Glycan and Life Systems Integration Center, Soka University, Tokyo, Japan.
Graduate School of Science and Engineering, Soka University, Tokyo, Japan.
Anal Bioanal Chem. 2024 Jul;416(16):3687-3696. doi: 10.1007/s00216-024-05331-8. Epub 2024 May 15.

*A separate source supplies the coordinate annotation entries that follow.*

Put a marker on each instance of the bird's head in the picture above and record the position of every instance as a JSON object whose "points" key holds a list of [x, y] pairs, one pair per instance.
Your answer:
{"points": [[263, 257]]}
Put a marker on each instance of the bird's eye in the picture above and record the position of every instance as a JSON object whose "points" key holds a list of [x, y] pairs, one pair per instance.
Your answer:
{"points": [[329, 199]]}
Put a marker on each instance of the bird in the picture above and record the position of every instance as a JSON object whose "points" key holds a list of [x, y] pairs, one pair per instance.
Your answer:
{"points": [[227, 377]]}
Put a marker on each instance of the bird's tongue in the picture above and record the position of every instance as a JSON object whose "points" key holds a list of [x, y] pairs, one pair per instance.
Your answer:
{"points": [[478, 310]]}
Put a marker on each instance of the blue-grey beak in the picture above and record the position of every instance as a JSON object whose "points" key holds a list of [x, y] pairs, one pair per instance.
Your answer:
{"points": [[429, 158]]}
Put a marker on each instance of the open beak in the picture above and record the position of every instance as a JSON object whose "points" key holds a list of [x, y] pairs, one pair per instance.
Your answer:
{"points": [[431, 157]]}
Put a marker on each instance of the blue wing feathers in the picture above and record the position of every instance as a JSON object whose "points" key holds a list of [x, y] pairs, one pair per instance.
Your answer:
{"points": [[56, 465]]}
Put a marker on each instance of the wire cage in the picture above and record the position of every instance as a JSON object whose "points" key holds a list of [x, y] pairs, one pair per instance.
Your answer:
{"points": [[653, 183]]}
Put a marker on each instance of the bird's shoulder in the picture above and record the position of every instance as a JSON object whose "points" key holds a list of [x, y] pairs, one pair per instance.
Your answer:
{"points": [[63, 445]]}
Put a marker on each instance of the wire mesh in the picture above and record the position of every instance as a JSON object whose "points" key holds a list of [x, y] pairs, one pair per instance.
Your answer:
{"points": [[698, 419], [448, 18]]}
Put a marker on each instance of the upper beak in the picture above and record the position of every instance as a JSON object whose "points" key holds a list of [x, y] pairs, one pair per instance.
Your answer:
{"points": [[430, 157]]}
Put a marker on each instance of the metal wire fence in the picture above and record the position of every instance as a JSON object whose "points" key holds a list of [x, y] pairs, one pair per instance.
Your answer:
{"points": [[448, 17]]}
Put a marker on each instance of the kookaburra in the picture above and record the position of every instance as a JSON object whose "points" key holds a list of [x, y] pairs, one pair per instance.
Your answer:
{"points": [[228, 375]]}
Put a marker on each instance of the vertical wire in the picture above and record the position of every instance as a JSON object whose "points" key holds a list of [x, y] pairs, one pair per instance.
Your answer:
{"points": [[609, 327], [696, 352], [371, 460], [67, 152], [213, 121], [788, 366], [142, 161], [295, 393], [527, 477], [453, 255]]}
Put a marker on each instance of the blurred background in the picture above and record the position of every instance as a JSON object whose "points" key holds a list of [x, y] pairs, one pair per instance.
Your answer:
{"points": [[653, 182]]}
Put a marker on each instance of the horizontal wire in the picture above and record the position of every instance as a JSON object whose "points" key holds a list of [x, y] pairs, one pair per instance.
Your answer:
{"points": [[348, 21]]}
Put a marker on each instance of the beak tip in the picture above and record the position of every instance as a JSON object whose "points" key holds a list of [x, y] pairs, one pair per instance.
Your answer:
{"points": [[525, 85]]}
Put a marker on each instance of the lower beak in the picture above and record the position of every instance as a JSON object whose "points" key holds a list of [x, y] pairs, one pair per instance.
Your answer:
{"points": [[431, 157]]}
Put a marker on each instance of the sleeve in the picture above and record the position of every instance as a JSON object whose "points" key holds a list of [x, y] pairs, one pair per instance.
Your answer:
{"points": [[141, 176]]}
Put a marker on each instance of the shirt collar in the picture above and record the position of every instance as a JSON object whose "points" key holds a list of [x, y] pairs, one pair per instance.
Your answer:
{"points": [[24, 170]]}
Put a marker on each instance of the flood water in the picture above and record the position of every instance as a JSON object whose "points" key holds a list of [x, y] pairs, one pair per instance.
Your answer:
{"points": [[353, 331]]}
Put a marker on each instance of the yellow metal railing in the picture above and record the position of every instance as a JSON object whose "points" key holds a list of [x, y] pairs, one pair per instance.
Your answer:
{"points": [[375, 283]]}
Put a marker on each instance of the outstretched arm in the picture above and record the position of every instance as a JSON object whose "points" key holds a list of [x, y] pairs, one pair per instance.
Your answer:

Glycans participate in a vast number of recognition systems in diverse organisms in health and in disease. However, glycans cannot be sequenced because there is no sequencer technology that can fully characterize them. There is no "template" for replicating glycans as there are for amino acids and nucleic acids. Instead, glycans are synthesized by a complicated orchestration of multitudes of glycosyltransferases and glycosidases. Thus glycans can vary greatly in structure, but they are not genetically reproducible and are usually isolated in minute amounts. To characterize (sequence) the glycome (defined as the glycans in a particular organism, tissue, cell, or protein), glycosylation pathway prediction using in silico methods based on glycogene expression data, and glycosylation simulations have been attempted. Since many of the mammalian glycogenes have been identified and cloned, it has become possible to predict the glycan biosynthesis pathway in these systems. By then incorporating systems biology and bioprocessing technologies to these pathway models, given the right enzymatic parameters including enzyme and substrate concentrations and kinetic reaction parameters, it is possible to predict the potentially synthesized glycans in the pathway. This review presents information on the data resources that are currently available to enable in silico simulations of glycosylation and related pathways. Then some of the software tools that have been developed in the past to simulate and analyze glycosylation pathways will be described, followed by a summary and vision for the future developments and research directions in this area.
糖链参与了生物体在健康和疾病状态下的大量识别系统。然而,由于没有能够完全表征糖链的测序技术,因此无法对其进行测序。与氨基酸和核酸不同,糖链没有复制的“模板”。相反,糖链是由大量糖基转移酶和糖苷酶的复杂协调合成的。因此,糖链在结构上可能有很大的差异,但它们不是遗传上可复制的,通常只能以微量分离出来。为了对糖组(定义为特定生物体、组织、细胞或蛋白质中的糖链)进行(序列)表征,人们尝试了基于糖基因表达数据的计算方法进行糖基化途径预测和糖基化模拟。由于许多哺乳动物糖基因已经被鉴定和克隆,因此有可能预测这些系统中的糖生物合成途径。然后,通过将系统生物学和生物加工技术纳入这些途径模型,在给定正确的酶学参数(包括酶和底物浓度以及动力学反应参数)的情况下,就可以预测途径中潜在合成的糖链。这篇综述介绍了目前可用于进行糖基化和相关途径的计算模拟的现有数据资源。然后,将描述过去开发的一些用于模拟和分析糖基化途径的软件工具,接着总结并展望该领域未来的发展和研究方向。